Nace una ciudad en Soacha

Será un megaproyecto de vivienda del tamaño de Salitre, en Bogotá.

Crear una ciudad en siete años no parece un asunto sencillo. De frustrados esfuerzos por impulsar el sector vivienda está llena la historia de gobernantes del país y también ya es de conocimiento público que para crear comunidad no es suficiente con levantar paredes y techos. Por eso es todo un reto la idea de construir una ciudad dentro de un municipio como Soacha, vecino de Bogotá.

El proyecto, en el que desde 2007 participan nueve de las más grandes constructoras de Cundinamarca, con el liderazgo de Amarilo S.A., busca crear una urbe con todos los servicios y características para contribuir a la movilidad y a la calidad de vida de sus residentes. Sólo para hacerse una idea, en Ciudad Verde vivirán el mismo número de habitantes que tienen Zipaquirá o Facatativá (cerca de 165.000, en cada uno) y su área, de 328 hectáreas, es equiparable con la de Ciudad Salitre.

La iniciativa nació gracias a una alianza público-privada y ha vendido 5.000 viviendas hasta el momento, que pueden adquirirse desde $38 millones. La primera etapa tendrá 7.350 casas para un total de 42 mil en siete años. La mayoría de compradores vienen, en su orden, de las localidades bogotanas de Kennedy y Bosa, y de Soacha.

La idea es que los habitantes de Ciudad Verde, que vivirán en 108 conjuntos cerrados, puedan ir caminando o en bicicleta a su lugar de trabajo y que tengan mayor espacio para su desarrollo. Actualmente en Bogotá cada habitante tiene tres metros cuadrados de espacio público, en Ciudad Verde serán  nueve. Así lo señala Iván Camilo Caicedo, director del proyecto, quien agrega que ya se tiene asegurada la construcción de un hospital, un colegio público y un centro comercial. Se planean 57 hectáreas en zonas verdes y una amplia red de ciclorrutas.

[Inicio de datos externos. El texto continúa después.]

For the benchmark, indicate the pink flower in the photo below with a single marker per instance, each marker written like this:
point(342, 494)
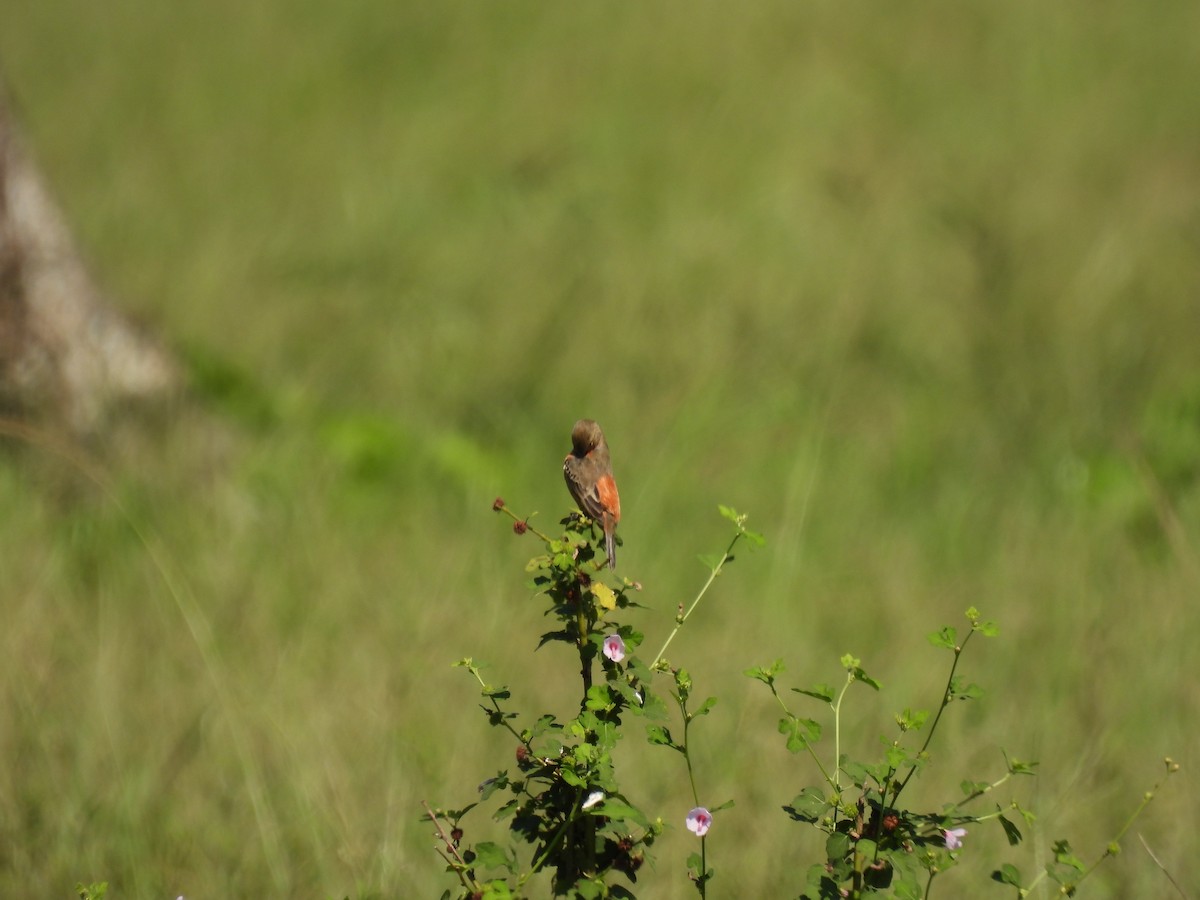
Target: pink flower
point(700, 820)
point(615, 648)
point(954, 838)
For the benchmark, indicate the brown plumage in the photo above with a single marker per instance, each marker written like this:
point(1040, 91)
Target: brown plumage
point(588, 473)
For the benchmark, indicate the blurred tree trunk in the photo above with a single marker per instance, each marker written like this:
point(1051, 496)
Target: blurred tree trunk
point(66, 355)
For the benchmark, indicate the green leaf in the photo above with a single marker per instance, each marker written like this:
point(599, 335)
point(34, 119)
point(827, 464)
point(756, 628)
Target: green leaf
point(821, 691)
point(705, 708)
point(599, 697)
point(799, 732)
point(497, 889)
point(754, 538)
point(838, 846)
point(493, 856)
point(1007, 875)
point(1012, 832)
point(808, 805)
point(571, 778)
point(947, 637)
point(861, 676)
point(766, 673)
point(661, 735)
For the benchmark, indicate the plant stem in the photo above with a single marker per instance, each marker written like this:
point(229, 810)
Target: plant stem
point(683, 617)
point(946, 702)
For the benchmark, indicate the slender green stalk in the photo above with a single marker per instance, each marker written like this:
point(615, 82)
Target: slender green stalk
point(683, 617)
point(946, 702)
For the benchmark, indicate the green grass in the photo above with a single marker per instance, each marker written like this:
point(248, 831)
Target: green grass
point(915, 287)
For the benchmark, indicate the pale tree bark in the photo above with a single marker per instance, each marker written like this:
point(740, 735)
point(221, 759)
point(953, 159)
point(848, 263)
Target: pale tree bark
point(67, 357)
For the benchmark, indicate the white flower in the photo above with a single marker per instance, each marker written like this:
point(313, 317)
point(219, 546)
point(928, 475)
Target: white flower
point(615, 648)
point(700, 820)
point(954, 838)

En las etapas posteriores se crearán una zona franca de 20 hectáreas para proveer trabajo a sus habitantes, una universidad y una estación de Policía. Una ciudad de calidad que comunique a Bogotá con sus vecinos.

Soacha, como el resto de la sabana de Bogotá, ha sido históricamente zona de inundaciones por la influencia de los ríos Bogotá, Tunjuelo y Soacha, así como de los humedales integrados a su circuito hídrico. De ahí que resulten recurrentes las tragedias en temporada invernal, casi siempre con problemas de inundaciones.

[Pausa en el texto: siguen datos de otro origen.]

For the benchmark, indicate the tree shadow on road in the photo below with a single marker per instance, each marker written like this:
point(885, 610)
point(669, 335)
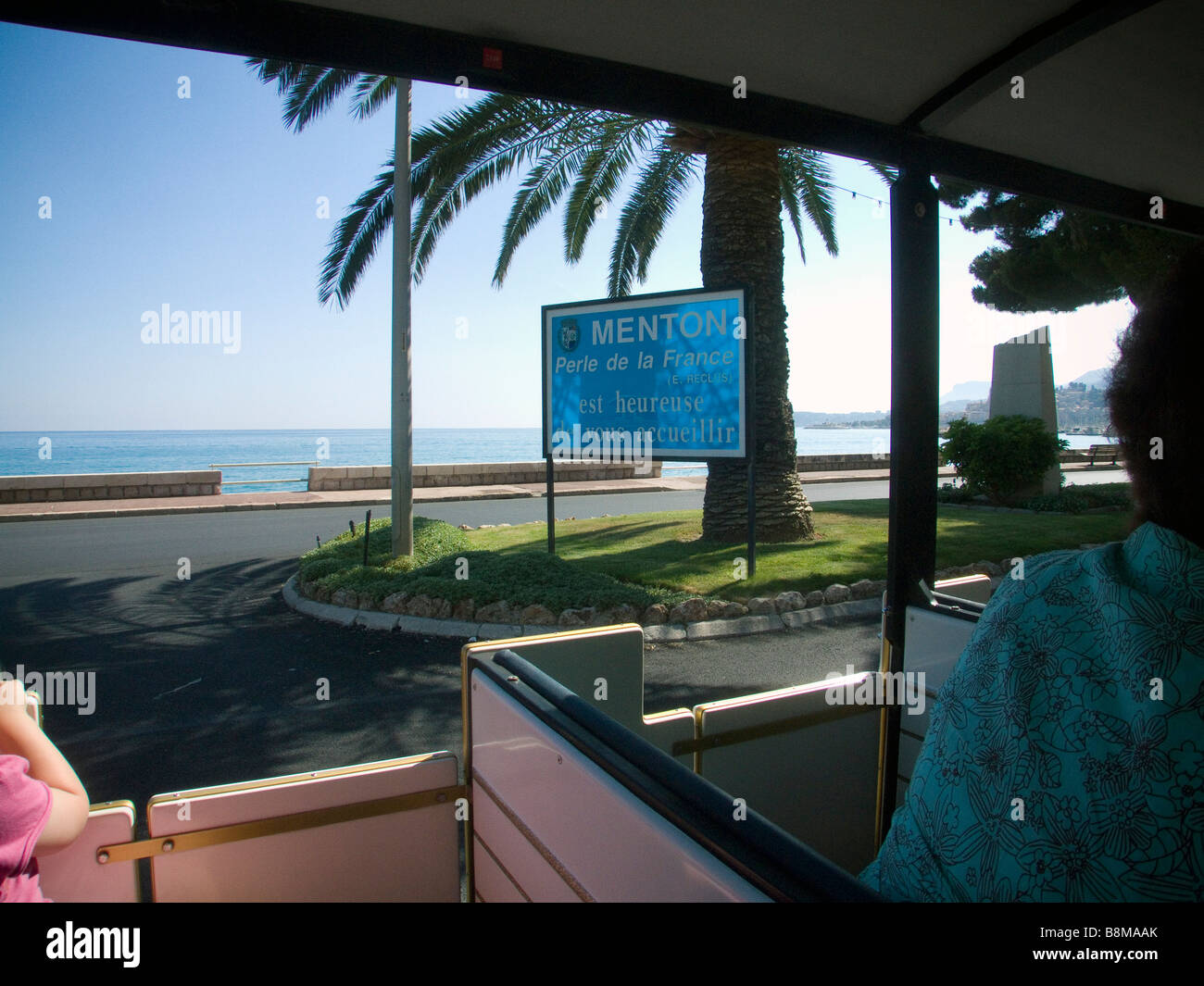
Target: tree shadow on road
point(215, 680)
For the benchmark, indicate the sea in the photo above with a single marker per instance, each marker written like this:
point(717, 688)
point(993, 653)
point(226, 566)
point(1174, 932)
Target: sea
point(28, 453)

La urbanización desordenada también es común (cerca del 70% de la población  vive en barrios no legalizados) y por eso los grupos ambientalistas y los mismos pobladores miran con cierta desconfianza las promesas de urbanizadores.

Ciudad Verde dice tener la solución al respecto: piensa mitigar el impacto de las lluvias con un canal y una zona de bombeo. También quiere integrar el proyecto al Tansmilenio municipal (que ya no estará listo en agosto, sino en  febrero de 2012). Por ahora  hay servicio público de colectivos en el sector.

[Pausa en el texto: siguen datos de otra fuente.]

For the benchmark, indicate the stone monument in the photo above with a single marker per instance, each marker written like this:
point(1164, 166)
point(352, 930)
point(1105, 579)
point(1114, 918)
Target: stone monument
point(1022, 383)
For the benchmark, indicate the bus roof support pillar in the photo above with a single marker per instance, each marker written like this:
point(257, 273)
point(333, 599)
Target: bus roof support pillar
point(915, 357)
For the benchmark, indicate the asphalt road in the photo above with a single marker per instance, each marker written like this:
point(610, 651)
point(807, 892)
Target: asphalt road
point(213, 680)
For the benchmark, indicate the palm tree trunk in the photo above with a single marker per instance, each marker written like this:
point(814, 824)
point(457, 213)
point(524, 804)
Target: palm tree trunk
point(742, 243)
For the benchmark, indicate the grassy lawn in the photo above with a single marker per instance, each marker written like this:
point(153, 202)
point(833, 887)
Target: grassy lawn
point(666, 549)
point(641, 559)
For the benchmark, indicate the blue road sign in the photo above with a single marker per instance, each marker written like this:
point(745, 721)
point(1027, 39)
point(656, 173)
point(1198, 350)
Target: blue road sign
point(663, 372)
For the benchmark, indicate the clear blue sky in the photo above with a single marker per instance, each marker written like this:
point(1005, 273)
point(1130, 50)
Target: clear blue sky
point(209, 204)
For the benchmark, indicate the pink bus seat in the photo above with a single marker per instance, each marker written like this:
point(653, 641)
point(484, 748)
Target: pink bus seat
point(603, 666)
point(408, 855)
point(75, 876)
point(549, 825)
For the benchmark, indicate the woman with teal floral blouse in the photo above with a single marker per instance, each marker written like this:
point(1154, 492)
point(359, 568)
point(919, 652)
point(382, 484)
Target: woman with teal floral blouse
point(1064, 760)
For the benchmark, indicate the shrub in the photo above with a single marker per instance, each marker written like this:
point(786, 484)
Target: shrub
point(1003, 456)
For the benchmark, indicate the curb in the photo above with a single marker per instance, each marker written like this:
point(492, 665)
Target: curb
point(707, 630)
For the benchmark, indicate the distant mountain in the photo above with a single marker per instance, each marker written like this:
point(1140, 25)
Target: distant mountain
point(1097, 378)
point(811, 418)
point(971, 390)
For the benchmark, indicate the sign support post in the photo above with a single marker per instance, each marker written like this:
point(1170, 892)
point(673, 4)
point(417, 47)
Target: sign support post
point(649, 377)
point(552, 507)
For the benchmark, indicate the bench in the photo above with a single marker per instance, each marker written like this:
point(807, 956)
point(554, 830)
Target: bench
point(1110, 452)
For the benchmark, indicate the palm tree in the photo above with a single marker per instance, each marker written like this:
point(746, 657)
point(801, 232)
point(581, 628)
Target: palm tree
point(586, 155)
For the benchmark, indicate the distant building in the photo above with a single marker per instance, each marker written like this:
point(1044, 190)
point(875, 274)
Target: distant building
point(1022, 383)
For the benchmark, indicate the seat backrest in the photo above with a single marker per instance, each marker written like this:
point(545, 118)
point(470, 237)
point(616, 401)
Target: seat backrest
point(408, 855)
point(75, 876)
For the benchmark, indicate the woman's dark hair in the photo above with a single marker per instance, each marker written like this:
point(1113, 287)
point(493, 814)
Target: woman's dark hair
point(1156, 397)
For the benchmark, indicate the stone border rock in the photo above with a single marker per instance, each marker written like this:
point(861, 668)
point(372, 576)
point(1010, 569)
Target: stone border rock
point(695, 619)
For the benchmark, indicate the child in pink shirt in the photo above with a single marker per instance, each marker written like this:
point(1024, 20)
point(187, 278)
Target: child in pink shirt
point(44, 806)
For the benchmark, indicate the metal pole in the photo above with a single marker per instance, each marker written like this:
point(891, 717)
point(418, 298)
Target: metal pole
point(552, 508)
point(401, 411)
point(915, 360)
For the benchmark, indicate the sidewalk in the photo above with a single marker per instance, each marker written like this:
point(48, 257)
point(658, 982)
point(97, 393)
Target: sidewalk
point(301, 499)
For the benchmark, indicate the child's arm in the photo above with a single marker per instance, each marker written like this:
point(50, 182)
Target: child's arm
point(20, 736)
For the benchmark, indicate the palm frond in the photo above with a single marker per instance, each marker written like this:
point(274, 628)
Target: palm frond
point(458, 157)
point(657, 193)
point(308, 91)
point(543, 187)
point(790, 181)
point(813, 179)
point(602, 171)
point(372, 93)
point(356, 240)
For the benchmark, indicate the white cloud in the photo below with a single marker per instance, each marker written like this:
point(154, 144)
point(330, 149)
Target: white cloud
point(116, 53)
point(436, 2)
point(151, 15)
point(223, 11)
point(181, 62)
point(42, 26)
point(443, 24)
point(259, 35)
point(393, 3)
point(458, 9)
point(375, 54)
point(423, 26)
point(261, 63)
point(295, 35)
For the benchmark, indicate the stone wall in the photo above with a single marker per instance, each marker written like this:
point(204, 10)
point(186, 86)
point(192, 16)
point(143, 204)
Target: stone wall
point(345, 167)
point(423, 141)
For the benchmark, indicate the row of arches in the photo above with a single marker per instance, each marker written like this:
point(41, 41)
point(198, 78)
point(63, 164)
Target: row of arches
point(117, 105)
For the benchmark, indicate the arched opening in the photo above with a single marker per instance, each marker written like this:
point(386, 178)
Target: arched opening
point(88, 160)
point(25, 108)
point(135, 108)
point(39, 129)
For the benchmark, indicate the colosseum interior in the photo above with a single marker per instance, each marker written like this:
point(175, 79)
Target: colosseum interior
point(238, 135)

Fernando Escobar, expersonero de Soacha, considera positivo el nacimiento de la ciudadela, pero  pide que tenga en cuenta la renovación urbana. Caicedo dice tener proyectos en este sentido, pero cree que faltan herramientas jurídicas para materializarlos.

Ciudad Verde ha llamado la atención de distintas personalidades, como el alcalde de Valencia, España, quien ya lo visitó, y de expertos del Fondo Nacional de México, quienes en abril lo conocerán en busca de replicar el modelo, diseñado, como afirma Caicedo, “con altas especificaciones de urbanismo para los que tienen menos recursos”.